The St. Mary Valley Rural Residents Association is embarking on a campaign to bring awareness to the lack of telecommunications services in the valley.
While the valley is relatively sparsely populated, in terms of recreational use, there are hundreds, if not thousands, of people making use of the valley, the group says.
And while increased internet service would be a plus, what is really needed is another cell tower to make sure that some form of communication is dependable, says resident Tim Comishin, who is heading up the campaign.
“We’re not so naive as to believe we’re going to get broadband,” he said. “But better cell service would be nice.”

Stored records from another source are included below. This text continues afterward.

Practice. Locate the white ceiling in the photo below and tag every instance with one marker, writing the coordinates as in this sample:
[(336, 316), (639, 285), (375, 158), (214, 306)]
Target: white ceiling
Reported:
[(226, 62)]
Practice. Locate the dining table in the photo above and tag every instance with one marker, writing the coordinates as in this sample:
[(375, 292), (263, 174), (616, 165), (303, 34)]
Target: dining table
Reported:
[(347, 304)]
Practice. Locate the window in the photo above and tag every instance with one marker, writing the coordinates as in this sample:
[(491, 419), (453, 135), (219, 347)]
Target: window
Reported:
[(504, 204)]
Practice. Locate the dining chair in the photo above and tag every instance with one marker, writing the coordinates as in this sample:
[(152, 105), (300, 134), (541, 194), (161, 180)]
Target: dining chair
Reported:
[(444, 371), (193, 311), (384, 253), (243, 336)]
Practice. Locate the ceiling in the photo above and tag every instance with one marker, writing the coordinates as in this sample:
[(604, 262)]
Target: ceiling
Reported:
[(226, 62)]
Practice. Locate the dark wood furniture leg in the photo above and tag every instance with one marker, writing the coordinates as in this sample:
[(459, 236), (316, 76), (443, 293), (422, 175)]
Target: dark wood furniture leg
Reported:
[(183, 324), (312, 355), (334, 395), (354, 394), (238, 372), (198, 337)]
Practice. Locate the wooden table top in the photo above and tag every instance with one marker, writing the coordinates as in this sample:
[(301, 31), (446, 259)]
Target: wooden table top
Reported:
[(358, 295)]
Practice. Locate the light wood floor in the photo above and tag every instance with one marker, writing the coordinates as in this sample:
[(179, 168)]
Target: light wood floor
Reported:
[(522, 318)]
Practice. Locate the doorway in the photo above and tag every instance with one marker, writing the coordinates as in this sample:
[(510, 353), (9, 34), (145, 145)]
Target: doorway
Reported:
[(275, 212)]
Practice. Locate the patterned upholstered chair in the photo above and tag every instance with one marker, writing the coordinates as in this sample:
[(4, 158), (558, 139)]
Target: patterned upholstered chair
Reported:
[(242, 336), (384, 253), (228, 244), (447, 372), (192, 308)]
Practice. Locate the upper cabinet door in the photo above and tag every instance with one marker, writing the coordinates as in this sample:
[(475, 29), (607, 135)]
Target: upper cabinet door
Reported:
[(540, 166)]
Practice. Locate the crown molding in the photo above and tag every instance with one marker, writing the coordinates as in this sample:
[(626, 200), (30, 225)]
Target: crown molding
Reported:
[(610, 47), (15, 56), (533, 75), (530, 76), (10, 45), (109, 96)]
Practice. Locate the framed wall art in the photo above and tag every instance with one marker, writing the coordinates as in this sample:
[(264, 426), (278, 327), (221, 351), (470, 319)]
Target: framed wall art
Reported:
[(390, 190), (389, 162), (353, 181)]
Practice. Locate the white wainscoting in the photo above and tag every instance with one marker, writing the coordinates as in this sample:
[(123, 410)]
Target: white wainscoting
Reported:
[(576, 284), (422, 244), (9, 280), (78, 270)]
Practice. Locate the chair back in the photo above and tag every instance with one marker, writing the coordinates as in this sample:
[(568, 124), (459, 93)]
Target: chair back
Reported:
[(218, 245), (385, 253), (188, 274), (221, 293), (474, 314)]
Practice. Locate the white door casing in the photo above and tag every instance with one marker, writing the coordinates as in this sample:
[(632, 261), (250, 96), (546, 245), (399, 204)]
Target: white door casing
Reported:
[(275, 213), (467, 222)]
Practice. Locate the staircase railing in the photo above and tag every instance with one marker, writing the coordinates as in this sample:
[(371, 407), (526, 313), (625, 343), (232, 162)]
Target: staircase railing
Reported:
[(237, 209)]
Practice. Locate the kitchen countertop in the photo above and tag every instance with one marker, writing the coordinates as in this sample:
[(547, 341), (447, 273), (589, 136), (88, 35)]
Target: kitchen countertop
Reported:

Cell service in the valley is spotty at best on the main road non-existent on the forest service roads. Comishin says they understand you will never get service once you are back on the forest service roads, but to have reliable cell service, at least to just beyond the lake, would be very helpful.
There are very practical reasons for encouraging telecommunications to be established, the group argues in an introductory letter seeking support, and number one is safety and emergency. Improved telecommunications would allow for timely communication to attend accidents — home, auto, industrial, climbing, water, avalanche, falls, wayward hikers and more.
There have been many such accidents and or other incidents where a more timely response would have benefited the situation, the letter says.
It will provide political will from the public, police, search and rescue, recreation groups, commercial enterprises, surrounding communities, the tourism industry and others to get this issue some traction, Comishin says, but there are examples of other remote areas in Canada where that kind of lobbying did result in some success.
Currently, the Residents Association is seeking letters of support from some of those groups and then will begin approaching the CRTC through the government of Canada, anc potentially the provincial government.